Tesco and Sainsbury stores have been 'done up like a kipper' by BBC One's Whistleblower programme which exposed the underhand, under-the-counter, rotten practice of selling fish, poultry and other meat way past their sell-by date, use-by date, birthday and any other date you'd care to mention.
Reporters Audrey Brown and James Griffin worked undercover for four months at Sainsbury in Didcot, Oxfordshire, and Tesco in Woodford, east London. They recorded staff switching the "sell-by" stickers on food for sale at 'fresh' food counters, illegally extending the use-by-date on a batch of lamb, falsifying food safety records and an employee cutting her finger nails using food scissors.

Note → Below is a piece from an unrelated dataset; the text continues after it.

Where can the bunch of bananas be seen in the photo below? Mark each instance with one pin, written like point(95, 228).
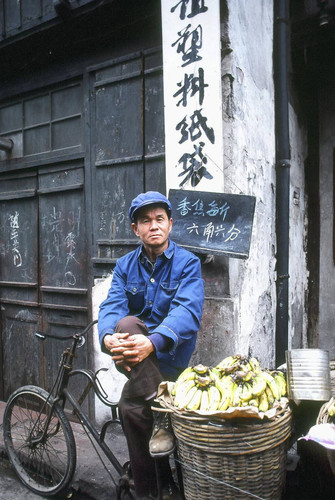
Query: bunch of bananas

The disturbing footage of steaks passed their use-by date being minced and then sold as 'fresh' meat the next day or the bloodied hands of one worker moving merrily from cooked chicken to raw liver and then fish, must have proved too much even for the die-hard buy-one-get-one-free Tesco and Sainsbury fan. In this case it's 'buy a leg of lamb and get a bout of of food poisoning for free'.
The two supermarkets have issued statements. And to be frank they follow the same pat issued by other huge multi-million pound companies and institutions when caught in the act of delivering shoddy, foul service to the public in order to save money and earn an even greater profit. The cost-cutting exercise at play in the two supermarkets appeared to be understaffing.
Without the necessary quota of people at the meat counters, workers were prepared to ignore good hygiene rules and break the law to get the basics done. Unrealistic targets set by head office seemed to be another factor.
The revelations in this excellent BBC investigation will undoubtedly and rightly strengthen the campaign to save the much-beleaguered corner shop, butchers, fish monger and small grocers, increasingly squeezed out of the high street by the rapaciously profit-hungry Tesco and Sainsbury monopolies. Funnily, my favourite buy of rainbow trout at the fishmongers in my local Morrisons south east London store doesn't seem quite so appealing anymore.